A más de 3 años de aprobarse la ley de cupo laboral trans (n° 14783) en la provincia de Buenos Aires, el Consejo Escolar le reclamó al estado bonaerense la reglamentación de la norma, que no se aplica desde su sanción en septiembre de 2015.

“Queremos visibilizar los problemas que tienen las compañeras en su ingreso a un trabajo decente, lo que a nosotros nos hace entender que si tuvieran un trabajo digno dejarían de prostituirse”, sostuvo el presidente del Consejo Escolar, Alejandro Schvartzman, en la conferencia de prensa convocada por el Consejo para visibilizar la situación.

La ley de cupo laboral trans, también llamada Diana Sacayán en reconocimiento a la militante matancera que impulsó la sanción de la ley, establece que el 1% de los cargos provinciales deben ser destinados a personas travestis, transexuales y transgénero “que reúnan las condiciones de idoneidad para el cargo”.
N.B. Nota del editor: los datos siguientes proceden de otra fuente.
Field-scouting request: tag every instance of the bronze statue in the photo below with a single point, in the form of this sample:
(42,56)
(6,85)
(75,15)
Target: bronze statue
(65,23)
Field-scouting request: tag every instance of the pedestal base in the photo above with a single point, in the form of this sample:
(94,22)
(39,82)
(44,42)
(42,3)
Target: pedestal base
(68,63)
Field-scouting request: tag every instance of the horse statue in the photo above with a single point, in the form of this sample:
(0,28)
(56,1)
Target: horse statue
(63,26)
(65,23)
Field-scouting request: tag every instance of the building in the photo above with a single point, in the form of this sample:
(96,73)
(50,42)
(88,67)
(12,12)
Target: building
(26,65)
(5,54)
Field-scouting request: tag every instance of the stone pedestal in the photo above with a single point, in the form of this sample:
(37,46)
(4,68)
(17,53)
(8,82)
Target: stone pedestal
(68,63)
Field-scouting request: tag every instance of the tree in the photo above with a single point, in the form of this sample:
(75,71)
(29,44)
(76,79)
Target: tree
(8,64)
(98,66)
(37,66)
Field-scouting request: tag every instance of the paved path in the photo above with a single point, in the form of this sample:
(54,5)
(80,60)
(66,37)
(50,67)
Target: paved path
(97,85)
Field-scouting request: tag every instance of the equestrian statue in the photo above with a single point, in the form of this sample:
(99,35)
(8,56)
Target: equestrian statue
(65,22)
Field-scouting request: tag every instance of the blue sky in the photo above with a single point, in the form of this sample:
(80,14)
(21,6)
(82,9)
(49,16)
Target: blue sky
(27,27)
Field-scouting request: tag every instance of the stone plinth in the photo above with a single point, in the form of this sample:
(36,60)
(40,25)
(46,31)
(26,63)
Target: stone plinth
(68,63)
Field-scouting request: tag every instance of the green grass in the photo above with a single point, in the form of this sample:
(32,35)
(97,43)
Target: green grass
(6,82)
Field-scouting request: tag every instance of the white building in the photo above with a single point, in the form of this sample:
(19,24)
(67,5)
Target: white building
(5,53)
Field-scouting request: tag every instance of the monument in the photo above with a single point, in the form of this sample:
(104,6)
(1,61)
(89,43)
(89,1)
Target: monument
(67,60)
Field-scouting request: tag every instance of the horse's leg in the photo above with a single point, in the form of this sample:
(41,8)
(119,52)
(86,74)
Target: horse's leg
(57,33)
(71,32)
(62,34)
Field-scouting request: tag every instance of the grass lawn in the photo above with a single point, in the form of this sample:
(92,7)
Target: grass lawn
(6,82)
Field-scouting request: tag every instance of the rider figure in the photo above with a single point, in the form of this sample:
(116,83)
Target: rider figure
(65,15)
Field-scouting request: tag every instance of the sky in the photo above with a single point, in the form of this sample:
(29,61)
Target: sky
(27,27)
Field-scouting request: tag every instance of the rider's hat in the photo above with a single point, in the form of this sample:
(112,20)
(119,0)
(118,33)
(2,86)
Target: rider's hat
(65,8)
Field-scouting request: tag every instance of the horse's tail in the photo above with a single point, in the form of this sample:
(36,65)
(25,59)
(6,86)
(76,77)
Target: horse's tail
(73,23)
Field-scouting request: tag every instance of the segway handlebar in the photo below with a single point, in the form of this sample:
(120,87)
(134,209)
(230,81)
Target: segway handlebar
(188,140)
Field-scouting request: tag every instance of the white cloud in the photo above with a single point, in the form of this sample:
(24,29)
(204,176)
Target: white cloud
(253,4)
La ley busca incluir en el sistema a una población históricamente desprotegida y vulnerada. Según datos de la Agencia Presentes, el 18% de las personas travestis trans accedieron alguna vez a un trabajo formal y al menos el 80% de las personas travestis y trans está o estuvo en situación de prostitución.

Son datos de 2014, pero dan cuenta de un destino al que conducen las distintas formas de exclusión, que explican por qué el promedio de vida de las personas de esta comunidad es de 35 años. Por eso la inclusión de esta población en sistema laboral es el eje de la ley.

De hecho, de haber estado aplicada la normativa, el Consejo Escolar tendría que haber incorporado este año en el listado de aspirantes para auxiliar a la comunidad trans. Según estimó Schvartzman, el municipio tiene un registro con 50 personas trans anotadas para poder ocupar los lugares que deja el cupo.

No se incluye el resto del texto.